Chicago Appleseed engages in a broad range of projects related to the domestic relations courts and the experiences of families in them. We look at issues of access, as well as efficiency and equity, in the Domestic Relations courts. Innovations such as community courts, court-based legal or social services and non-adversarial court processes form the core of our advocacy as we seek to improve outcomes in the Domestic Relations courts.

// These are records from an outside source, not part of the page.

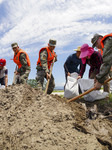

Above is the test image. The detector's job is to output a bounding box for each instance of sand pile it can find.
[0,85,112,150]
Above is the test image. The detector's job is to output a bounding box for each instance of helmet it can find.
[0,58,6,67]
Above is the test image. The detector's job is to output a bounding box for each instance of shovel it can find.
[12,65,17,85]
[45,58,55,95]
[67,77,112,103]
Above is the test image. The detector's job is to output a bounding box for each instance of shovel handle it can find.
[45,57,55,95]
[67,77,112,103]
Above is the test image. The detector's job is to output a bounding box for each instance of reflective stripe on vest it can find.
[13,49,30,68]
[37,47,55,69]
[101,33,112,48]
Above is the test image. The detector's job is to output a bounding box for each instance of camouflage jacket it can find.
[17,53,30,73]
[36,49,56,73]
[96,37,112,83]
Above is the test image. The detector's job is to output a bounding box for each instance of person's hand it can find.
[94,81,102,90]
[67,72,70,76]
[46,73,51,80]
[77,76,81,80]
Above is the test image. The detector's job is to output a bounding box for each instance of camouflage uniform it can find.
[96,37,112,83]
[17,53,31,84]
[36,49,55,94]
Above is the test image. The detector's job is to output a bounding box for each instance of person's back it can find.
[64,46,82,79]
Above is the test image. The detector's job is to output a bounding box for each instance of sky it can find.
[0,0,112,86]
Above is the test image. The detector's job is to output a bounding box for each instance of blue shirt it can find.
[64,53,82,74]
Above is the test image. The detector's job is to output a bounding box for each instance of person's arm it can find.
[96,39,112,83]
[17,53,28,73]
[64,55,72,74]
[79,63,86,78]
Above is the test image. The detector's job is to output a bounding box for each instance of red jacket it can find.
[13,49,30,69]
[101,33,112,48]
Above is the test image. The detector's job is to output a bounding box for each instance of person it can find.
[91,33,112,90]
[64,46,82,82]
[36,39,57,94]
[11,43,31,84]
[77,44,109,92]
[0,58,8,88]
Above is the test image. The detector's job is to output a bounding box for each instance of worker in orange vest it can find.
[36,39,57,94]
[91,33,112,90]
[11,43,31,84]
[0,58,8,88]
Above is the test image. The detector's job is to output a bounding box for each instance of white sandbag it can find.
[0,85,5,89]
[64,73,79,98]
[78,79,109,102]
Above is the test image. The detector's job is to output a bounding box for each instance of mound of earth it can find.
[0,85,112,150]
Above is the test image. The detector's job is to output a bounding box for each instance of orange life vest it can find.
[101,33,112,48]
[37,47,55,69]
[98,49,103,55]
[13,49,30,68]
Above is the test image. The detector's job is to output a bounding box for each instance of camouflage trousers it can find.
[16,70,30,84]
[36,70,55,94]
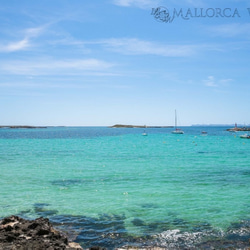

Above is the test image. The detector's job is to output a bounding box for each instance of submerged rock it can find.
[0,216,82,250]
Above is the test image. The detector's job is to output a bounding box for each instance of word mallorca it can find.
[151,7,241,23]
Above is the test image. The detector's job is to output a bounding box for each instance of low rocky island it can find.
[0,215,83,250]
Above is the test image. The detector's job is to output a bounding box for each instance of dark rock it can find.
[0,216,82,250]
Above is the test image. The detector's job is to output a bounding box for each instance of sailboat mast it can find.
[175,110,177,129]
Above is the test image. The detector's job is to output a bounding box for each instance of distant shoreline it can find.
[110,124,173,128]
[0,125,47,129]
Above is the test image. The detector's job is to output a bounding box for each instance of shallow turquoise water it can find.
[0,127,250,246]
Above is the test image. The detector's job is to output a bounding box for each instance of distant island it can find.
[0,125,47,128]
[110,124,173,128]
[227,123,250,132]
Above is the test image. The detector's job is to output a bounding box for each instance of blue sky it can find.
[0,0,250,126]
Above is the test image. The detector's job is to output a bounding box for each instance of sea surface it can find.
[0,126,250,249]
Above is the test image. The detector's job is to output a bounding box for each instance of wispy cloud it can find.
[207,23,250,37]
[0,38,30,52]
[0,58,114,75]
[90,38,196,57]
[203,76,233,88]
[0,26,45,53]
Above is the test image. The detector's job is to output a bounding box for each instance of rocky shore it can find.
[110,124,173,128]
[0,216,83,250]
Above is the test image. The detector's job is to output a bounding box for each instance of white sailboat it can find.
[172,110,184,134]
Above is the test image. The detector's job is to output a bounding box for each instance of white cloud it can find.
[208,23,250,37]
[0,38,30,52]
[203,76,233,88]
[94,38,195,57]
[0,27,45,53]
[0,58,113,75]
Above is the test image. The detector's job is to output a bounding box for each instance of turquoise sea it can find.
[0,126,250,249]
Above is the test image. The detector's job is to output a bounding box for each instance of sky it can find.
[0,0,250,126]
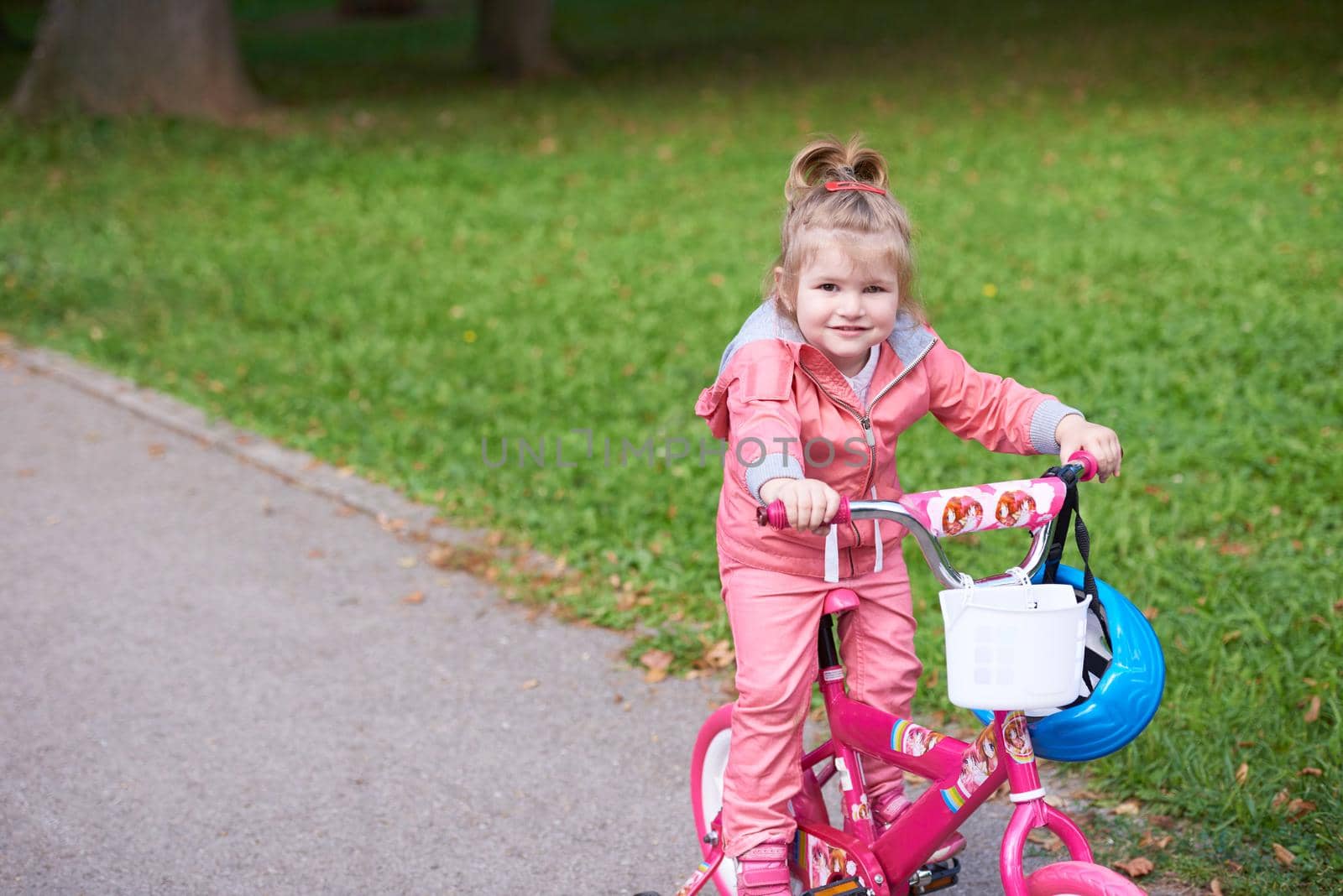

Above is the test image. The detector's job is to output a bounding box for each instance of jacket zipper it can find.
[797,338,938,552]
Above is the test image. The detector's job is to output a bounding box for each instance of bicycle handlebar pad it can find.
[757,451,1097,538]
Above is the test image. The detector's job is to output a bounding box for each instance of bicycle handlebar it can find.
[756,451,1097,587]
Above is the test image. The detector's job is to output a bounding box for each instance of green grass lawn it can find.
[0,0,1343,893]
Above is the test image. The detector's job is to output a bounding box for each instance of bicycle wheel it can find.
[690,703,737,896]
[1026,861,1147,896]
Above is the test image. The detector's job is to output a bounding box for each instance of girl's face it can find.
[775,240,900,377]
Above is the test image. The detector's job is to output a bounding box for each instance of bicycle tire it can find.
[690,703,737,896]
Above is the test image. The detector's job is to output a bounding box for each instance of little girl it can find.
[696,138,1120,896]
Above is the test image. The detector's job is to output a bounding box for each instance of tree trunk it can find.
[12,0,259,122]
[475,0,569,78]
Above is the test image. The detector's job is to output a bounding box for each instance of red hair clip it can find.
[826,181,886,195]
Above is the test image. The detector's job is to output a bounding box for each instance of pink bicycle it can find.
[640,452,1159,896]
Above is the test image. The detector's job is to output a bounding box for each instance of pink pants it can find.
[719,550,922,856]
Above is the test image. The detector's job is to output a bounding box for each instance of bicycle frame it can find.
[795,652,1092,896]
[677,459,1095,896]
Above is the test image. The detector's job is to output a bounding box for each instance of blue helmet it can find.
[975,563,1166,762]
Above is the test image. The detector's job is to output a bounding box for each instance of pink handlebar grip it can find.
[1068,451,1100,482]
[756,495,849,529]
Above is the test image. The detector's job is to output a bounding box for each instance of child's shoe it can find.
[871,790,965,862]
[737,844,792,896]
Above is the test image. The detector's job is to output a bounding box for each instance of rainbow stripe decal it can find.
[942,781,969,811]
[891,719,913,753]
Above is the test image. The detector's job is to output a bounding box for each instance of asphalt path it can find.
[0,350,1090,896]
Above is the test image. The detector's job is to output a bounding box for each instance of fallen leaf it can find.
[1026,827,1063,853]
[1287,800,1318,820]
[1115,856,1155,878]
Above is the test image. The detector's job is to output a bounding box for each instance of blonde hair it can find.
[764,134,927,323]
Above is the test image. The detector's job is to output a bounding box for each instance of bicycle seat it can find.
[821,587,858,613]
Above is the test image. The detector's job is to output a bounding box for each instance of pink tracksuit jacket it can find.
[696,300,1079,856]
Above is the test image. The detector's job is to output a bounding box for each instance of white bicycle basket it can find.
[938,582,1092,710]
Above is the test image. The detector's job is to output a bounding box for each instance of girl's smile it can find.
[776,240,900,377]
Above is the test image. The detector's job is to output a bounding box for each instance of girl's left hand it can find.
[1054,413,1124,482]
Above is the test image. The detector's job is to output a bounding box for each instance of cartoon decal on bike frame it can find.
[942,727,998,811]
[1003,710,1036,766]
[900,479,1066,538]
[891,719,947,757]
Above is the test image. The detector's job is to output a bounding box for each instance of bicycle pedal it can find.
[802,878,871,896]
[909,856,960,896]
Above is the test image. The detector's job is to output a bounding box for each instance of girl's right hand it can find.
[760,479,839,535]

Chicago Appleseed has played key roles:
- In partnership with Domestic Relations Division Presiding Judge Grace Dickler’s task force to design a pilot court process, intended to reduce the amount of time before monetary support reaches children, improve compliance with child support and parenting orders, and connect families with appropriate services, both in and outside the court
- In partnership with the Chicago Council of Lawyers to help shape the on-going legislative re-write of the Illinois Marriage and Dissolution of Marriage Act, particularly as it relates to computation of support, relocation of children by the primary custodial parent, and the definition of who may petition for visitation with a child
- In partnership with pro bono attorneys at Skadden, Arps, Slate, Meagher & Flom, LLP, to examine the Constitutionality of Cook County’s bifurcated child support systems, which hears cases concerning the support of non-martial children in a division separate from those concerning support of marital children
- In partnership with pro bon attorneys at Skadden, Arps, Slate, Meagher & Flom, LLP, with assistance from staff at DHFS, to provide attorney guides and parent guides to the non-judicial process for child support enforcement available in Illinois
- In partnership with pro bono attorneys at Baker McKenzie and at Latham & Watkins to examine innovations in domestic relations courts in California (under the Family Law Facilitators Act) and in Minnesota (under the Early Neutral Evaluation program) and help adapt them for use in Cook County’s domestic relations division.